Les premiers qui peuvent être assez francs, ceux qu’on connaît, ceux qu’on voit souvent :

  • irrespect du droit des artistes. Les modèles d’intelligence artificielle, dont je parlais, sont entraînés avec des bases de données qui sont très grandes, qui sont récupérées un peu partout sur Internet, au mépris des droits des créateurs de contenu, des artistes divers et variés. On connaît beaucoup de gens, de dessinateurs, de peintres, dont les œuvres ont été utilisées pour entraîner les modèles et qui ont été utilisées par les modèles pour faire des copies de ce que font habituellement ces artistes ;
  • autre impact franc : la suppression d’emplois. Beaucoup, d’entreprises, d’entrepreneurs, de patrons, de managers, se voient très rapidement remplacer leurs employés qui coûtent du temps, de l’énergie, de leur point de vue, par des intelligences artificielles qui font le travail beaucoup plus rapidement et sans s’emmerder avec les émotions de ces humains employés ; quand même, ça gêne ! Vous voyez ce que je veux dire ? On en a tous quelques-uns en tête !
  • autre grand problème : la désinformation. Les outils d’intelligence artificielle sont utilisés, volontairement ou non, pour désinformer certaines personnes. On a eu le cas, dernièrement, avec des petites échauffourées qui ont eu lieu un peu à l’est, dans un petit pays, si vous voyez ce que je veux dire. Les outils d’intelligence artificielle et les outils qui sont censés détecter les images créées par une intelligence artificielle ont été utilisés pour dire « mais non, ce qui se passe là-bas ce n’est pas vrai, toutes les images qu’on a sont fausses, ça a été créé par de l’IA, ce n’est pas du tout ce qui se passe là-bas », voilà un exemple de désinformation ;
  • autre problème : trauma des modérateurs. Je ne sais pas si vous vous souvenez, il y a quelques années, Microsoft avait essayé de lancer une intelligence artificielle et l’avait lancée sur Twitter pour qu’elle s’entraîne en lisant ce qui se passait sur Twitter. En deux/trois heures ou deux/ trois jours, je ne sais plus, l’intelligence en question était devenue complètement nazie. Du coup, pour ne pas reproduire ce problème sur les outils utilisés, actuellement des modérateurs regardent ce que fait et ce qu’apprend l’intelligence et qui disent « non, ça ce n’est peut-être pas à garder en mémoire, ce n’est pas à garder dans le modèle » et, en général, ce qu’ils voient ce sont des horreurs, des horreurs de terrorisme, d’idéologies inacceptables et ce genre de choses. Ces gens passent leurs journées à repérer toute la lie de l’humanité dans les IA pour leur dire « non, il ne faut pas utiliser ça » et ces gens en ressortent globalement traumatisés.

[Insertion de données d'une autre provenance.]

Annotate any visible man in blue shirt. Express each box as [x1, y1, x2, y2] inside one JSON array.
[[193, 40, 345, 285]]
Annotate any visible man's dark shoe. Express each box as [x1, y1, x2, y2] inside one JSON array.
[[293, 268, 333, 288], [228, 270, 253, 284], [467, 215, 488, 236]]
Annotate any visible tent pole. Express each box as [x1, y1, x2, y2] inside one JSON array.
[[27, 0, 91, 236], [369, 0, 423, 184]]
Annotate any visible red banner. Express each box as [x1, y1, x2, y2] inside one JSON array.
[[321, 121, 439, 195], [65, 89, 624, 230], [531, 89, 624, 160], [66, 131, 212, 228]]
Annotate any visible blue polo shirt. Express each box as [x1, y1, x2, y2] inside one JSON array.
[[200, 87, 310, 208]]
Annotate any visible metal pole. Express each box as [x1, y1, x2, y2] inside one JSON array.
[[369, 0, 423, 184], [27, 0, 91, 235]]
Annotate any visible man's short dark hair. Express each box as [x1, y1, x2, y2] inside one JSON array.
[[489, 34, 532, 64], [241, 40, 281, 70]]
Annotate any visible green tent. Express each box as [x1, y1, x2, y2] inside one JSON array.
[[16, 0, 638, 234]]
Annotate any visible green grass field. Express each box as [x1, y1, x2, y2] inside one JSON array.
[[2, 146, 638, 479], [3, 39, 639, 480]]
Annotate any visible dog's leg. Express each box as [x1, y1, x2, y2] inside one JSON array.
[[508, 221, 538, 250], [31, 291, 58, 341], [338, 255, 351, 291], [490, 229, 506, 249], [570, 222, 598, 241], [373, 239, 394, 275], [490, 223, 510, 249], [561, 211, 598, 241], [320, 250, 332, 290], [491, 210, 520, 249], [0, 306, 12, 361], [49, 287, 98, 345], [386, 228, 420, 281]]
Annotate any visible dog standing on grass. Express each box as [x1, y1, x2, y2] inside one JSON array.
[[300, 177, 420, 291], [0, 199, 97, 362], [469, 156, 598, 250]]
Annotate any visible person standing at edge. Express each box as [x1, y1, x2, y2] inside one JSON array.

Voilà quelques impacts francs, quelques problèmes faciles à repérer sur les IA.

Et puis il y a des impacts un peu plus subtils :

  • pollutions des modèles de données. Les intelligences artificielles se basent sur ce qu’elles ont repéré sur Internet, reproduisent et complètent Internet avec ce qu’elles produisent elles-mêmes, mais, au début, la qualité fournie n’était pas au top. Les générations suivantes ont récupéré ce qu’elles ont fourni pour s’en servir aussi et s’entraîner. Du coup, les premières générations d’intelligence artificielle ont fait de la merde et les suivantes ont mangé cette merde pour en refaire derrière. J’utilise des mots crus, on va dire que je suis un vulgarisateur vulgaire. Donc, pollution des modèles de données, ça gêne un peu, ça va empirer les problèmes divers et variés ;
  • pollution des outils de recherche. Si vous êtes passé sur Google ces derniers temps, vous avez peut-être repéré certains problèmes, certaines réponses qui étaient fournies par des outils d’intelligence artificielle. J’en ai une mémoire. Quand on demandait à Google « quel pays d’Afrique commence par la lettre « K », la réponse était « aucun pays d’Afrique ne commence par la lettre « K », le plus proche c’est le Kenya, mais le son n’est pas exactement le même. – Pardon ! Ça ne va pas Google ! Qu’est-ce qui t’arrive ? ». On a eu quelques petits exemples comme ça de pollution des outils de recherche. Maintenant, on peut aussi retrouver, sans être aussi flagrant que ça, des réponses qui remontent, qui sont plus subtiles, qui ne sont pas totalement vraies, mais qui sont du SEO [Search Engine Optimization] un peu crade, récupéré par de l’intelligence artificielle ;
  • autre problème subtil : les biais ethniques et culturels. Les IA s’entraînent sur des modèles et repèrent ce qui est le plus fréquent, ce qui est la majorité, ce qui est la norme, et considèrent que cette norme est la seule et unique vérité. Ce qui fait que les minorités deviennent encore plus invisibles avec ces outils d’intelligence artificielle. Non seulement cela pose problème pour les gens qui s’en servent, qui ne se rendent pas forcément compte de l’existence des minorités, mais, en plus, les décisions qui sont prises avec ces IA, avec ces biais, sont complètement faussées par rapport à la réalité ;
  • dernier petit problème subtil : la consommation énergétique. Pour entraîner des modèles à partir des bases de données, il faut leur faire parcourir toutes les bases, enfin, un certain nombre et, en trois jours, ça consomme à peu près autant qu’une dizaine de maisons sur une année. Donc, niveau consommation énergétique, ça représente quand même beaucoup. À l’époque actuelle, où on a des débats sur la sobriété, l’écologie, le réchauffement climatique, je trouve, personnellement, que c’est un peu gênant.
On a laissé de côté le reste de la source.